Dernier jour, le terrible « plus jamais » ! Il est vrai que chaque jour ou presque, nous faisons des choses que nous ne ferons plus jamais. Mais il y a dans le fait de quitter pour toujours une ville où l’on a vécu assez longtemps pour s’y sentir bien un caractère définitif plus fort que, par exemple, ne plus jamais vouloir faire tel ou tel plat. Ici, le plus jamais prend un caractère d’autant plus inexorable qu’il est volontaire : je ne reviendrai plus jamais à Naples comme je ne reviendrai plus jamais à Lisbonne, Séville, Rome, Vienne, Madrid, Palerme… D’autres villes attendent.

Aujourd’hui j’ai donc décidé de ne rien faire de spécial, simplement rôder une dernière fois dans la vieille ville, au hasard, à l’aventure sachant que se présentera toujours quelque chose d’imprévu : une église ouverte alors que jusque là elle était fermée, une classe d’enfants déguisés en personnages de la crèche, une rue où je n’étais pas encore passée… Rien de très intéressant. Parlons d’autre chose :

Deux choses inévitables à Naples : les crèches et la fameuse rue des preseppi, une des plus touristiques avec ses personnages de toutes tailles, de toutes couleurs, animés ou non. J’avais déjà constaté ailleurs dans les villes italiennes, l’amour des familles pour les crèches. Ici ça relève d’une religion spéciale, il y en a partout y compris dans les musées. Difficile d’y échapper. Autre inévitable, le baba au rhum qui semble être une spécialité napolitaine tant les pâtisseries en proposent avec ou sans crème. Il est vrai que la pâtisserie italienne, dans son ensemble, est médiocre et relève plutôt du gâteau sec que de cet art bien français.

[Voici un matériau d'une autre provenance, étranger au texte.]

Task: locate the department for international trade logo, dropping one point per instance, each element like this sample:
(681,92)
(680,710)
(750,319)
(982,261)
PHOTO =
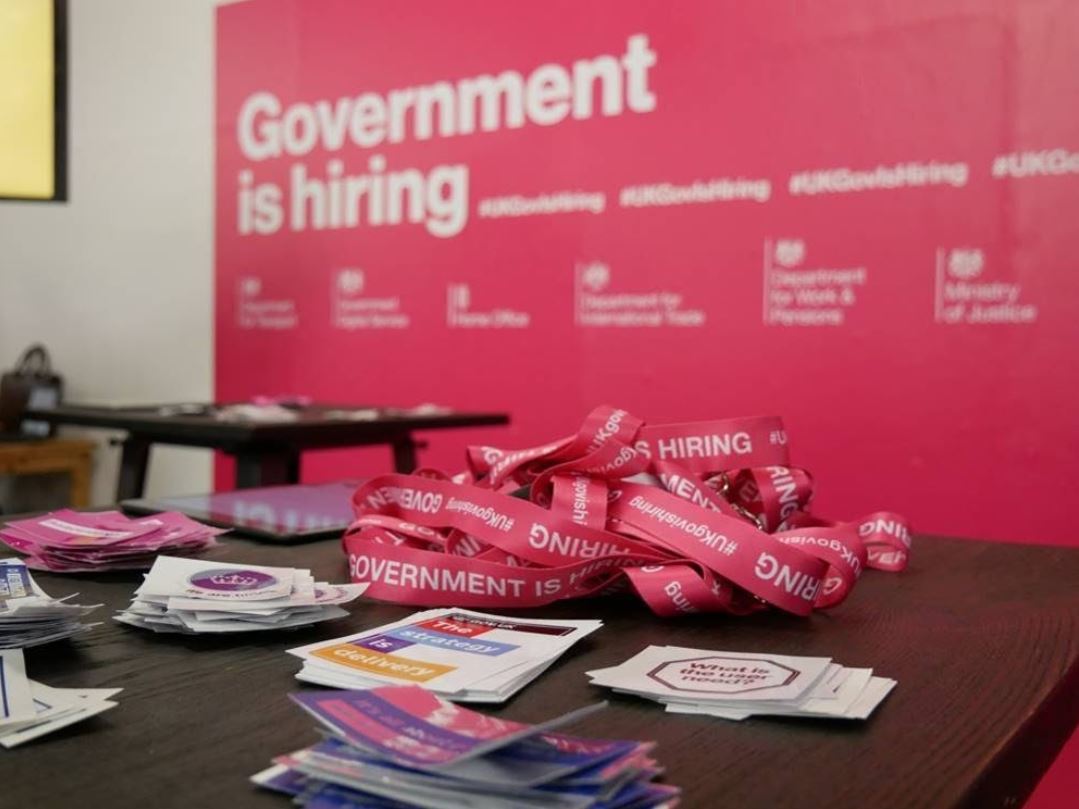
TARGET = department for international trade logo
(249,286)
(350,280)
(966,262)
(595,275)
(232,580)
(790,251)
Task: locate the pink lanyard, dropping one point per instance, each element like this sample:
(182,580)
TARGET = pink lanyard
(698,517)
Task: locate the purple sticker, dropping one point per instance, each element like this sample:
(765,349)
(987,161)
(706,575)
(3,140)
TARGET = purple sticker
(232,580)
(383,643)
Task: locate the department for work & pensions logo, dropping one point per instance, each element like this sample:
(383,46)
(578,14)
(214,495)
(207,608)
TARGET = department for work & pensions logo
(790,251)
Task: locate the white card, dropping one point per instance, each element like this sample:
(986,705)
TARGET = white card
(702,675)
(16,698)
(172,576)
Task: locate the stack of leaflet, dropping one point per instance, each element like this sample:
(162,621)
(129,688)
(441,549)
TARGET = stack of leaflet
(29,709)
(197,597)
(464,656)
(735,685)
(399,746)
(28,615)
(69,542)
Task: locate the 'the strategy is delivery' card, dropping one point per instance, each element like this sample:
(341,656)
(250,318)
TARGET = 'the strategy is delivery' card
(458,653)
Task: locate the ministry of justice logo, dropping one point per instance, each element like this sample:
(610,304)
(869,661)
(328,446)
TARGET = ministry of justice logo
(249,287)
(966,262)
(595,275)
(790,251)
(232,580)
(350,280)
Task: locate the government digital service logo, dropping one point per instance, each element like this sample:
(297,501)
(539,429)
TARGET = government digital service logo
(232,580)
(350,280)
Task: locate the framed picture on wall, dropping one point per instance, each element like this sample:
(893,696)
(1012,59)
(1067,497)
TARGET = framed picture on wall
(33,100)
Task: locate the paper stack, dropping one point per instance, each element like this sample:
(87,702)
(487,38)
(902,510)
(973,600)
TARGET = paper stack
(735,685)
(28,615)
(29,709)
(200,597)
(464,656)
(69,542)
(405,746)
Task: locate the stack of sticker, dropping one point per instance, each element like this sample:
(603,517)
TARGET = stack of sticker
(28,615)
(464,656)
(735,685)
(404,746)
(29,709)
(69,542)
(197,597)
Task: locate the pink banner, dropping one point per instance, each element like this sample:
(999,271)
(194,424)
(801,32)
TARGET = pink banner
(857,216)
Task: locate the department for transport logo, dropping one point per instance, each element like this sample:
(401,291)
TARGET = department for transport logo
(966,262)
(350,280)
(790,251)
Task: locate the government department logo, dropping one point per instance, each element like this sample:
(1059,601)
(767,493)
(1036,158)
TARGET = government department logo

Et puisque j’ai commencé de parler nourriture, j’ai mangé tous les jours dans un restaurant différent. Là encore je ne suis pas allé dans un restaurant recommandé par les guides touristiques pour la bonne raison qu’il n’y en a que trois ou quatre et qu’ils sont tous loin du centre ville et, comme je ne mange jamais à midi (a pranzo), je n’ai pas eu envie de faire encore des marches de trois quart d’heures ou d’une heure, et autant au retour, pour aller manger. Bien sûr il y a des taxis mais je ne peux m’empêcher de penser qu’en prendre un relève d’une certaine paresse. En résumé, on mange correctement à peu près partout, comme d’ailleurs dans toute l’Italie mais les cartes sont réduites : pâtes (souvent excellentes), pizze (parfois excellentes), poisson au grill car pour le reste, à mon goût, ils le font trop cuire. Je dois quand même avouer que j'ai mangé au Annare, Piazza del Gesu, un filet de thon minsucule mais parfaitement cuit. Je trouve ainsi qu’ils massacrent la morue, un de mes plats préférés. Généralement ils proposent de la Spada, de l’espadon que j’apprécie très modérément. Ma meilleure pizza, pâte très fine, bien garnie au Partenope via dei Librai, près de la statue du Nil, mes deux meilleurs restaurants, tous deux sur la Piazza Dante, le 53 d’abord mais je n’y ai pas toujours trouvé de place et O’Cerriglio beaucoup plus « familial » et italien mais avec une cuisine fiable.